Recession fears have heightened recently following a soft September report on U.S. manufacturing from the Institute for Supply Management. Domestic manufacturers continue to struggle with slowing international growth, tariffs, and a strong U.S. dollar. It’s important to note, however, that manufacturing comprises just 12% of the U.S. economy based on gross domestic product, while consumer spending contributes nearly 70%. U.S. consumer spending remains in good shape with low unemployment and rising wages.

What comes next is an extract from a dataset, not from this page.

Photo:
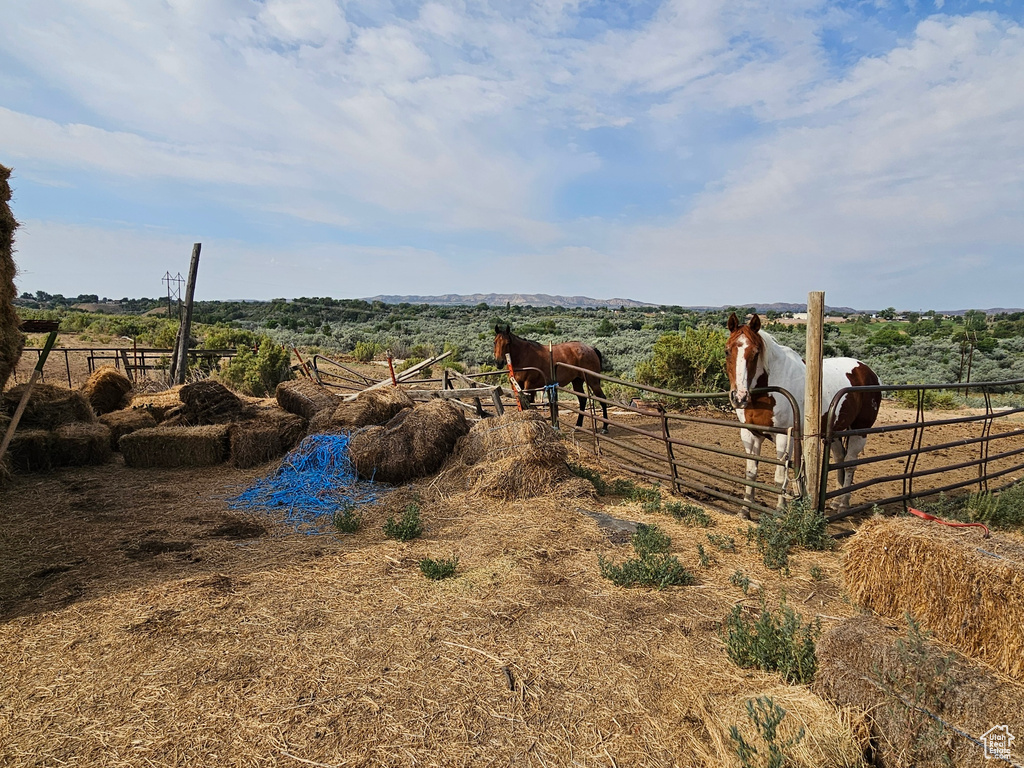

Overall, fundamentals for the U.S. economy remain favorable despite trade uncertainty and increasing political risk in Washington, D.C. U.S. economic data has been exceeding expectations, and consumers continue to benefit from a solid labor market. With further progress on trade possible in the months ahead and more Federal Reserve rate cuts anticipated, this bull market may have room to run.

Important Information

The opinions voiced in this material are for general information only and are not intended to provide specific advice or recommendations for any individual security. To determine which investment(s) may be appropriate for you, consult your financial advisor prior to investing. All performance referenced is historical and is no guarantee of future results.

All indexes are unmanaged and cannot be invested into directly. Unmanaged index returns do not reflect fees, expenses, or sales charges. Index performance is not indicative of the performance of any investment.

Economic forecasts set forth may not develop as predicted.

All data is provided as of October 3, 2019.

Investing involves risks including possible loss of principal. No investment strategy or risk management technique can guarantee return or eliminate risk in all market environments.

This Research material was prepared by LPL Financial, LLC. All information is believed to be from reliable sources; however LPL Financial makes no representation as to its completeness or accuracy.